The Costa Rican government requested additional measures from the International Court of Justice at The Hague on Monday following the accusation last week that Nicaragua has been altering the mouth of the San Juan River in the disputed border area known as Isla Portillos.

“Nicaragua’s actions are in a class of their own because they not only represent a violation of the court’s provisional measures stated on March 8, 2011, but also because they violate national territory and seek to reconfigure the mouth of the Río San Juan,” said Costa Rican Foreign Minister Enrique Castillo, according to an official statement.  

Castillo, who accompanied Costa Rican President Laura Chinchilla to New York to participate in the United Nations General Assembly, said that Costa Rica “has no other option other than to return to the court to halt these actions [by Nicaragua] as quickly as possible.”

In October 2010, Nicaraguan troops occupied part of Isla Portillos, also known as Isla Calero, as part of an effort to dredge a canal between the San Juan River and the Los Portillos Lagoon, near Costa Rica’s northeastern Caribbean coast. Isla Portillos is a protected wetland under the Ramsar Convention on Wetlands.

In an attempt to remove the Nicaraguan forces, Costa Rica appealed to the world court, and in March 2011, the court issued a decision forbidding civilians, military personnel or police from either country to enter the disputed wetlands.

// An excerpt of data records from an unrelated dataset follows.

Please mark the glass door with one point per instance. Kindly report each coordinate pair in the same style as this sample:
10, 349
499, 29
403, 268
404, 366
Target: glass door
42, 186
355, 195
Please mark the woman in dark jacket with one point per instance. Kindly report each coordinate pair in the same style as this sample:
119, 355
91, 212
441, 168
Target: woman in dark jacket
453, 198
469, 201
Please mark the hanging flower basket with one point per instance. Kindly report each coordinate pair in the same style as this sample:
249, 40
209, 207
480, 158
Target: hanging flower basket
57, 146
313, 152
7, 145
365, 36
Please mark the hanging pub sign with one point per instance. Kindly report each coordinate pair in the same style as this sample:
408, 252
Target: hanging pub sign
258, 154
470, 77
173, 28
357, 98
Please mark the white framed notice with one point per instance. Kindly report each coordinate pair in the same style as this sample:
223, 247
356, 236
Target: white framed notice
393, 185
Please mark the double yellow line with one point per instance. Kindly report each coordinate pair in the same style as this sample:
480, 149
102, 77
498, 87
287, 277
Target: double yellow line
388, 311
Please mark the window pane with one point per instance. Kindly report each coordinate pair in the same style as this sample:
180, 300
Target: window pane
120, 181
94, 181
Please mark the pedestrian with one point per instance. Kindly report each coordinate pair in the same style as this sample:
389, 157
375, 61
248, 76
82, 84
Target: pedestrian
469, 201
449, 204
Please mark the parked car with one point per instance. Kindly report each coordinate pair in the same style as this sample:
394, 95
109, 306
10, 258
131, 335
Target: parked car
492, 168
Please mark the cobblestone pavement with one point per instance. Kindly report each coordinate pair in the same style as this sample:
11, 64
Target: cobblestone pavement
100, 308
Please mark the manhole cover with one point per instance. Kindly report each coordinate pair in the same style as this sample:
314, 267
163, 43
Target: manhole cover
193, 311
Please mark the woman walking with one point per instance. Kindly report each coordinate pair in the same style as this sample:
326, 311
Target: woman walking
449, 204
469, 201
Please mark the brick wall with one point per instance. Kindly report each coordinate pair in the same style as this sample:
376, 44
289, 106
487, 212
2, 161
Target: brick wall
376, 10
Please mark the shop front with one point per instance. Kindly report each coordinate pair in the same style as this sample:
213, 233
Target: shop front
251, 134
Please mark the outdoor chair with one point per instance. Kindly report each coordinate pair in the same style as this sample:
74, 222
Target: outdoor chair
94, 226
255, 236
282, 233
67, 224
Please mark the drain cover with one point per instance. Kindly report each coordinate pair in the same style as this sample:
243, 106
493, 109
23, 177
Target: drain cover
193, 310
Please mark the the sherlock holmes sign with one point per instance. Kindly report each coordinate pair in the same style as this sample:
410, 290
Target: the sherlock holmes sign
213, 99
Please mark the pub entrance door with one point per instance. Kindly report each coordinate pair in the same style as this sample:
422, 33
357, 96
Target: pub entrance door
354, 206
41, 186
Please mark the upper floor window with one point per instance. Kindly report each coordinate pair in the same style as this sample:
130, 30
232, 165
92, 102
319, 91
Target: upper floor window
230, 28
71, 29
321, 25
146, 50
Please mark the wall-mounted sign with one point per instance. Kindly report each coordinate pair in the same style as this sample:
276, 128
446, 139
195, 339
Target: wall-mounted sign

Costa Rica has repeatedly complained that Nicaragua continues to flaunt the world court’s ruling.

“Costa Rica requests that the Court suspend all dredging or any other work, and specifically the cessation of any kind of work in the additional artificial canals,” according to the petition presented to the court Tuesday morning.

Furthermore, they request that the court allow “Costa Rica to conduct remediation efforts in the disputed territory, in the two new canals and surrounding area, as needed to prevent irreparable [environmental] damage.”

In her speech to the U.N. General Assembly Tuesday, Chinchilla will speak about what Costa Rica calls “Nicaragua’s expansionist policy” and will ask for support from the international community to defend the integrity of its territory, according to sources traveling with the president.